The web uses multiple protocols to communicate. The most important and visible protocols are HTTP and HTTPS. HTTP stands for HyperText Transfer Protocol, and it is the application protocol used by the web. HTTP allows browsers (clients) and web servers to communicate and exchange web objects, such as HTML pages, images, videos, etc.
HTTP is based on a client/server model, where the client initiates a TCP connection to the server on port 80, and sends an HTTP request message. The server responds with an HTTP response message, containing the requested web object or an error code. The TCP connection is then closed, unless the client and server agree to keep it open for further requests.
There are two types of HTTP connections:
Non-Persistent HTTP: At most one object is sent over a TCP connection. The connection is then closed. Downloading multiple objects requires multiple connections.
Persistent HTTP: Multiple objects can be sent over a single TCP connection between the client and the server.
HTTP is a stateless protocol, meaning that the server does not maintain any information about past client requests. Each request is treated independently and has no relation to previous or future requests.

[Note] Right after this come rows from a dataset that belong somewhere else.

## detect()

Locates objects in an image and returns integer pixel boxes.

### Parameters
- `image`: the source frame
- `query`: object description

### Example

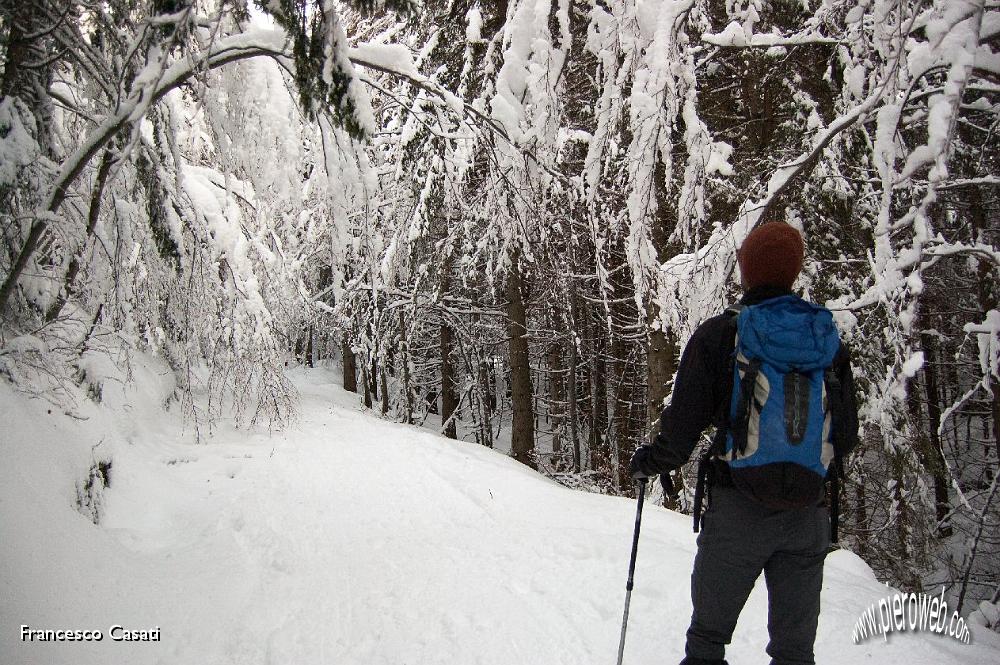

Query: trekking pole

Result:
[618,478,647,665]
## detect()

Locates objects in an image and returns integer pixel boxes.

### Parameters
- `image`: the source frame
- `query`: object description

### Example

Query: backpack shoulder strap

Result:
[711,302,746,455]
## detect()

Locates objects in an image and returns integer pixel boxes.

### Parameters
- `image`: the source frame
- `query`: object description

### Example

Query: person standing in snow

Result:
[630,222,858,665]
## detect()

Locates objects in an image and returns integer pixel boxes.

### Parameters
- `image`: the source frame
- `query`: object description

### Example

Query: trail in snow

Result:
[0,370,1000,665]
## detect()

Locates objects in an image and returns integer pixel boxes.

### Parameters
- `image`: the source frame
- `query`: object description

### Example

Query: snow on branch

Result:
[701,21,841,48]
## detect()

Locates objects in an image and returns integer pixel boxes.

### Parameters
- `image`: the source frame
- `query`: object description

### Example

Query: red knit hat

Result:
[736,222,805,291]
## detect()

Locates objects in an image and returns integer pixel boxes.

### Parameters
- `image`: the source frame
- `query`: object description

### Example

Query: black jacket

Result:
[650,287,858,473]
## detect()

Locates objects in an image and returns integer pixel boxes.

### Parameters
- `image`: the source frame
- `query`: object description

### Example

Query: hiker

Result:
[630,222,858,665]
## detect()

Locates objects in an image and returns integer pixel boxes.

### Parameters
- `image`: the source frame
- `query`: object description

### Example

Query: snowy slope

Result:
[0,370,1000,665]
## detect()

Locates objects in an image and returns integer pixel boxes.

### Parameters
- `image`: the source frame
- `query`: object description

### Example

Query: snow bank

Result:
[0,362,1000,665]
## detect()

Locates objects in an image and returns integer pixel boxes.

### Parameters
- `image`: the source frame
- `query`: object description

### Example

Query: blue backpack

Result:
[718,295,840,508]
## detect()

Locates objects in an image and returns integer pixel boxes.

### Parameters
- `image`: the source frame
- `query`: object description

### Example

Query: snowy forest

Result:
[0,0,1000,628]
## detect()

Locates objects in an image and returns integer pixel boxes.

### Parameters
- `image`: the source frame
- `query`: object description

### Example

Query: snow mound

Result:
[0,369,1000,665]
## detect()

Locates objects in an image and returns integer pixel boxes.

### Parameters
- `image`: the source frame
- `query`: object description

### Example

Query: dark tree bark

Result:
[340,332,358,393]
[507,255,536,469]
[440,317,458,439]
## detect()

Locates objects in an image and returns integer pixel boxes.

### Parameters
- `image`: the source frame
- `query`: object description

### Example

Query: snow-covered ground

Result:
[0,365,1000,665]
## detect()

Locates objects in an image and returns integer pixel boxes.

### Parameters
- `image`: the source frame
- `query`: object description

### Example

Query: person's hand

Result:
[660,471,674,497]
[628,445,656,480]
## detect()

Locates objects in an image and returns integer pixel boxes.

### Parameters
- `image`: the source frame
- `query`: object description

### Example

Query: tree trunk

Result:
[440,317,458,439]
[399,310,413,424]
[340,332,358,393]
[507,255,536,469]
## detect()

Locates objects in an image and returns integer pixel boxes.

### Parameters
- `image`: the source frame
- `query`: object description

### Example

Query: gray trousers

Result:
[682,487,830,665]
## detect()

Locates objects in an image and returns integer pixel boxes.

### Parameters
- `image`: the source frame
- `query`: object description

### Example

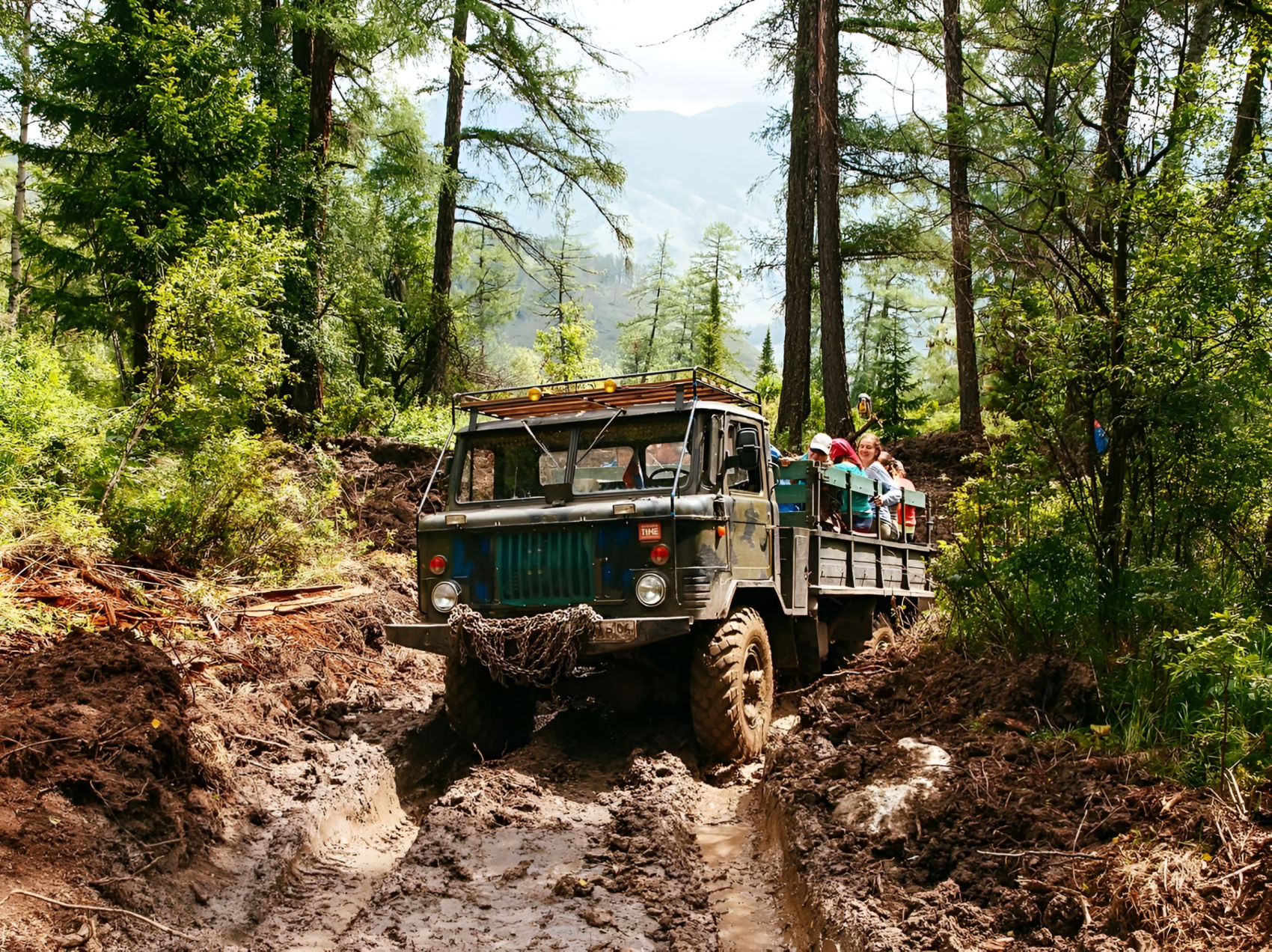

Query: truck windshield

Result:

HTTP requests and responses have a similar structure: a start line, followed by zero or more headers, a blank line, and an optional message body. The start line contains the HTTP method (such as GET, POST, PUT, DELETE, etc.), the URI (Uniform Resource Identifier) of the requested resource, and the HTTP version. The headers provide additional information about the request or response, such as the content type, content length, date, server name, etc. The message body contains the actual data of the request or response, such as HTML code, form data, image data, etc.

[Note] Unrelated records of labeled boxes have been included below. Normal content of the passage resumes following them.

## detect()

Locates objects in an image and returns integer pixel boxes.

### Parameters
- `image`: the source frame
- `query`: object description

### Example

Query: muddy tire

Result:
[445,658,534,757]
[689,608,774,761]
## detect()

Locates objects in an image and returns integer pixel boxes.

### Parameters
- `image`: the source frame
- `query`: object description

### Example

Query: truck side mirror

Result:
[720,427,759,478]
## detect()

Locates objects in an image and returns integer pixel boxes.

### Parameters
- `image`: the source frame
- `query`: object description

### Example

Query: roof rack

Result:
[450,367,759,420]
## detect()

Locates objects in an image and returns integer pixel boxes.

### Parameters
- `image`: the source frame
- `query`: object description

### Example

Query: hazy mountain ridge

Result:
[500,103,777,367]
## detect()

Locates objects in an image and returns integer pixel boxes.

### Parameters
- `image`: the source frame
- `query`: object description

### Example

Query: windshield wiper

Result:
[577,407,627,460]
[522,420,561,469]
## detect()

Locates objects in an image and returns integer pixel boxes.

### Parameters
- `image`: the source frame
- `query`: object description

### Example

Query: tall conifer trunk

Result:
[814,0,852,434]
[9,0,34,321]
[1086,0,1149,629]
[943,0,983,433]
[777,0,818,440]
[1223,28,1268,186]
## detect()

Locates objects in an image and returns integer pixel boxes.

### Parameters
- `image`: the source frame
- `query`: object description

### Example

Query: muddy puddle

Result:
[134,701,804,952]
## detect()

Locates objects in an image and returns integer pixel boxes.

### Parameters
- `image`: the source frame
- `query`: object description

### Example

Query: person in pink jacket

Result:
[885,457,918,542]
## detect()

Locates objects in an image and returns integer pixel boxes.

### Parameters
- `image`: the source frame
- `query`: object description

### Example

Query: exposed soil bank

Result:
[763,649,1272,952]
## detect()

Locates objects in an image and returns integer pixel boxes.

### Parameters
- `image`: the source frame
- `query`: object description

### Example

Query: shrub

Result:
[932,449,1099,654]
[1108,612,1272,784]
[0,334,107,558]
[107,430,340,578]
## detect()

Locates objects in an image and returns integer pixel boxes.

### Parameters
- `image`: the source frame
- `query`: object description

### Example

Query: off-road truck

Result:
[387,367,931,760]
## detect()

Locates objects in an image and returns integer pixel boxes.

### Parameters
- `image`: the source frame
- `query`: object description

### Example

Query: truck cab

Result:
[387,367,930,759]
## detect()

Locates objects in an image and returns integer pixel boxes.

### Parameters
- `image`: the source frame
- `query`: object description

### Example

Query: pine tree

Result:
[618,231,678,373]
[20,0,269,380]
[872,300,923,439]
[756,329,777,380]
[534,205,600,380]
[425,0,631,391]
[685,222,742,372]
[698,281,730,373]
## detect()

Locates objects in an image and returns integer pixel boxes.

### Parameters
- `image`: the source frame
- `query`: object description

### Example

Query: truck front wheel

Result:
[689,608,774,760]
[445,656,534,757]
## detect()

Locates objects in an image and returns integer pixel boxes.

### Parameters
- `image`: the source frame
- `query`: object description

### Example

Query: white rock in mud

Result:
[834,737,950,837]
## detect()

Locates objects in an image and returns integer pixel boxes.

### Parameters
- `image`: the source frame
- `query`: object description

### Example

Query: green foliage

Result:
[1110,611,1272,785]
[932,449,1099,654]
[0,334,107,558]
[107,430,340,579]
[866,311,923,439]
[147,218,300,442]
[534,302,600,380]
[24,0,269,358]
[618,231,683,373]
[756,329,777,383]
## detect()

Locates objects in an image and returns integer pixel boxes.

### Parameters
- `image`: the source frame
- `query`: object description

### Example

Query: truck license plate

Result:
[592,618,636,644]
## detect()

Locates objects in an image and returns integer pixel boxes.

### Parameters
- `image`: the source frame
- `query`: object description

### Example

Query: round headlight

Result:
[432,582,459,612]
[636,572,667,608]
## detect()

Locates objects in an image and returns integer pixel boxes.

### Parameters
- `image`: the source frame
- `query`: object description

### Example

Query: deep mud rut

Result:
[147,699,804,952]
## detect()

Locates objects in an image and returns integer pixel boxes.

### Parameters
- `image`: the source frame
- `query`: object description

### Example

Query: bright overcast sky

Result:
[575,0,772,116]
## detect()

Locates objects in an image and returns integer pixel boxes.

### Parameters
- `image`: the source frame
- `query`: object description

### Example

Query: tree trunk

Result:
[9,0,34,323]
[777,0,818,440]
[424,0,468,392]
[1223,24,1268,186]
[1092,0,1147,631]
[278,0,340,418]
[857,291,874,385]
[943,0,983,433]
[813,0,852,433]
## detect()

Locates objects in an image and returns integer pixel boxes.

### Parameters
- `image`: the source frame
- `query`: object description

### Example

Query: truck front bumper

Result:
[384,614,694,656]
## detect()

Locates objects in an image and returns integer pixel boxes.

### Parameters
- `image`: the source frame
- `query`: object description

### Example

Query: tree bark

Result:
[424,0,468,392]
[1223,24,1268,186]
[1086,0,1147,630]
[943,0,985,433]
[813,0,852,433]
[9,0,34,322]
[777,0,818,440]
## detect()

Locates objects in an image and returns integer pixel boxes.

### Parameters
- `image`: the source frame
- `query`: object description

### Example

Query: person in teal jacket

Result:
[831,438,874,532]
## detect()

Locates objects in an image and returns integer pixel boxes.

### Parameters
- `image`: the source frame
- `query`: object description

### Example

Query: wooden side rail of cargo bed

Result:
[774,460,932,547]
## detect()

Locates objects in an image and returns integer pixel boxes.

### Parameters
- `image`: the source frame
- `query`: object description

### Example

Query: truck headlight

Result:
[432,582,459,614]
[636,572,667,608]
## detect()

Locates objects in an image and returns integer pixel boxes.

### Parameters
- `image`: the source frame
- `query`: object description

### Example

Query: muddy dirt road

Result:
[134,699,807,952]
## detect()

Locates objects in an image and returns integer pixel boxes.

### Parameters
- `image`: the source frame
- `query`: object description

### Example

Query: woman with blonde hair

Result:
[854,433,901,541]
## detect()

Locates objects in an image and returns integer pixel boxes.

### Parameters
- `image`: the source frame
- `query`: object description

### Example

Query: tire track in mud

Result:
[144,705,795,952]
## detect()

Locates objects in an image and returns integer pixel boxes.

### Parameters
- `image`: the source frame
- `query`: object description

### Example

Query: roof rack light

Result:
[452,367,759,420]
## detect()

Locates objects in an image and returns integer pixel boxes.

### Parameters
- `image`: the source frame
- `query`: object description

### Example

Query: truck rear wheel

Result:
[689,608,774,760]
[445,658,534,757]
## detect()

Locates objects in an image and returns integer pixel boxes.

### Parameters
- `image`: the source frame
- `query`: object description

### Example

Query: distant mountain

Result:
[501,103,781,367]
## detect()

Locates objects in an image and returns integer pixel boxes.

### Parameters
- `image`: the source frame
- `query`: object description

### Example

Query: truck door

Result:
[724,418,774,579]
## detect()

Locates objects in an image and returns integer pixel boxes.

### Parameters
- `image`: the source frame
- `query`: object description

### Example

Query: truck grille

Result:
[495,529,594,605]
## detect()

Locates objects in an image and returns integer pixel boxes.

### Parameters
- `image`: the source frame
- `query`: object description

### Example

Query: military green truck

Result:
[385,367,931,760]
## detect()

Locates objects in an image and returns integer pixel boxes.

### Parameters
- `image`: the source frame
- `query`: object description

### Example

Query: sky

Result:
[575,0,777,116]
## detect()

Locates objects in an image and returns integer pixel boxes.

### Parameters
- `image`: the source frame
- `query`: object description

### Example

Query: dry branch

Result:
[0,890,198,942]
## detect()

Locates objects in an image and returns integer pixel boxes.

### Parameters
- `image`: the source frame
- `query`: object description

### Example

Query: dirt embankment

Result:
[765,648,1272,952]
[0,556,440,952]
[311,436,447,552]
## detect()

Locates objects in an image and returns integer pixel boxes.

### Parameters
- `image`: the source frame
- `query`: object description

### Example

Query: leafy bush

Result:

HTTP supports different methods for different purposes. The most common ones are:
GET: Retrieve static or dynamic content from the server.
POST: Send content to the server through the request body, usually for processing or storing data.
HEAD: Fetch only the headers of a response, without the message body. This can be used to check if a resource exists or has been modified.
OPTIONS: Get information about the server or a specific resource, such as the supported methods or formats.
PUT: Write a file or resource to the server, replacing any existing one with the same URI.
DELETE: Delete a file or resource from the server.
HTTP also defines various status codes to indicate the outcome of a request. The status codes are three-digit numbers, where the first digit specifies the general category of the status:
1xx: Informational. The request was received and is being processed.
2xx: Success. The request was handled successfully and the response contains the expected data.
3xx: Redirection. The client needs to perform additional actions to complete the request, such as following a new URI.
4xx: Client error. The request was invalid or cannot be fulfilled by the server.
5xx: Server error. The server encountered an internal error or failed to handle the request.
HTTP is a simple but powerful protocol that enables the web to function as we know it today. However, HTTP also has some limitations and security risks that need to be addressed. For example, HTTP messages are sent in plain text over the network, which makes them vulnerable to eavesdropping, tampering, or spoofing by malicious parties. To overcome this problem, HTTPS (HTTP Secure) was developed as an extension of HTTP that uses encryption and authentication to protect the data in transit.